Estes são os dois programas "must" para ligar às estações.

Depois disponibiliza os dados nos sites da generalidade


----------



## Minho (19 Out 2007 às 22:31)

ferpi disse:


> Comprei uma estação Oregon WMR100, pretendo adquirir software compativel com a mesma. Alguém me pode aconselhar qual a melhor solução?
> Obrigado.



Bem-vindo ferpi 

Já agora onde é que vais instalar a tua estação?


Cá vai uma imagem da tua estação:


----------



## Fil (21 Out 2007 às 00:06)

Eu quando comprei a minha 1º estação que dava para ligar ao PC, testei o Virtual Weather Station e o Weather Display. Deu logo para ver que o WD é bem mais completo, mas achei-o muito confuso e dificil, ao contrário do VWS que é bem mais fácil de usar. Usei o VWS durante uns 6 meses e com o tempo fui-me apercebendo das limitações e reparei que os updates ao programa eram praticamente nulos, portanto não haviam adições de novas funções ao programa (what you see is what you get). Por isso dei uma nova oportunidade ao WD e ao fim de uns dias de uso já o "dominava" quase por completo.

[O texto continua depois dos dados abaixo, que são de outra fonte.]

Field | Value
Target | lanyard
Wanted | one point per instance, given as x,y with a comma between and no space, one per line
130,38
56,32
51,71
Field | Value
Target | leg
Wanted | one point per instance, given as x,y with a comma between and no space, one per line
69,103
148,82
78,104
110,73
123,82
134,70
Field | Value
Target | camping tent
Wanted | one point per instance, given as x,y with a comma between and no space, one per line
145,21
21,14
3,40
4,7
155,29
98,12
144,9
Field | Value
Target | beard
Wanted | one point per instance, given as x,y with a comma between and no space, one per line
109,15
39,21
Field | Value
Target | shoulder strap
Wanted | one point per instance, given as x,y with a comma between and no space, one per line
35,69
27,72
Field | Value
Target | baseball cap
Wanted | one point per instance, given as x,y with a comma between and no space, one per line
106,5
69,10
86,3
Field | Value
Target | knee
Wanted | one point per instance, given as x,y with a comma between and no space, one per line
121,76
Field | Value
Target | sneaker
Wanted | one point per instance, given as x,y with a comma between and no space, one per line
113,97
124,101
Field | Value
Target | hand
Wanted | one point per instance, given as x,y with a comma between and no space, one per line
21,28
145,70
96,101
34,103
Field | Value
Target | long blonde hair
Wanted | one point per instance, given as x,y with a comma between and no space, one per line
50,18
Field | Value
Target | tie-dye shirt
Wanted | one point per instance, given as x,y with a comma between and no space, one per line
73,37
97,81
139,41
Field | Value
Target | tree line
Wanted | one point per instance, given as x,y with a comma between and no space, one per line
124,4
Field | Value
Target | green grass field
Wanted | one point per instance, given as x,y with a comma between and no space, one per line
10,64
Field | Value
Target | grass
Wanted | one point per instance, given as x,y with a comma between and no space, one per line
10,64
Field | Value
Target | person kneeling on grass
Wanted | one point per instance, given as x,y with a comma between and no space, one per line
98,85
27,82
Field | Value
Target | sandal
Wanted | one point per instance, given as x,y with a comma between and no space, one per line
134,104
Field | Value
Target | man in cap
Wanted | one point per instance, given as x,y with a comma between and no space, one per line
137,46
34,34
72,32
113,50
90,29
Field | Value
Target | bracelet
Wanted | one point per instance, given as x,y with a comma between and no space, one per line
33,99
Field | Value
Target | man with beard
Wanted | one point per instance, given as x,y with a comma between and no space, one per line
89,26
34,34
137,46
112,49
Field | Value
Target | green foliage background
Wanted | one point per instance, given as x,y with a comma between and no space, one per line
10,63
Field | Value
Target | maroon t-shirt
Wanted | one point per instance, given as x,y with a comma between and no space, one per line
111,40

É um programa bem mais completo e poderoso que o VWS, e em constante actualização.

Por isso, se queres a minha opinião, aconcelho-te o Weather Display.


----------



## ferpi (21 Out 2007 às 15:01)

Agradeço a todos os que me ajudaram com as suas experiências sobre os melhores programas.
Respondendo ao questionado, informo que sou de Braga e instalei a estação perto da estação da CP.
Optei por adquirir a WD, contudo ainda ando a explorar as  suas potencialidades.
Aproveitava para perguntar (caso alguem tenha paciência para isso), que configurações são necessárias para obter previsões meteorológicas.
Obrigado.


----------



## Vince (21 Out 2007 às 15:07)

ferpi disse:


> Agradeço a todos os que me ajudaram com as suas experiências sobre os melhores programas.
> Respondendo ao questionado, informo que sou de Braga e instalei a estação perto da estação da CP.
> Optei por adquirir a WD, contudo ainda ando a explorar as  suas potencialidades.
> Aproveitava para perguntar (caso alguem tenha paciência para isso), que configurações são necessárias para obter previsões meteorológicas.
> Obrigado.



O Hotspot aqui ha' a uns tempos falou disso e usa um programa chamado WXSIM
Da' uma olhadela aqui:
http://www.meteopt.com/meteorologia/tua-estacao-meteorologica-192-31.html


----------



## jpmartins (27 Nov 2007 às 12:32)

*Weather Display*

Bom dia,
Adquiri o Weather Display e confesso que estou com enormes dificuldades. Penso que dever ser na calibração, os valores que tenho com o soft que vem com a la crosse 3600, ou mesmo os que estão no visor da estação, são totalmente diferentes com os que aparecem com o Weather Display. 
Há algum site que explique melhor os passos para calibração? 
Cumprimentos


----------



## Minho (27 Nov 2007 às 14:15)

Este é o fórum de eleição para dúvidas relacionadas com o WD:

http://www.weather-watch.com/smf/


----------



## Brigantia (8 Dez 2007 às 00:54)

Pessoal, existem softwares livres com qualidade? 
Hoje estava a tentar  ligar a minha nova estação ao computador mas estou com alguns problemas...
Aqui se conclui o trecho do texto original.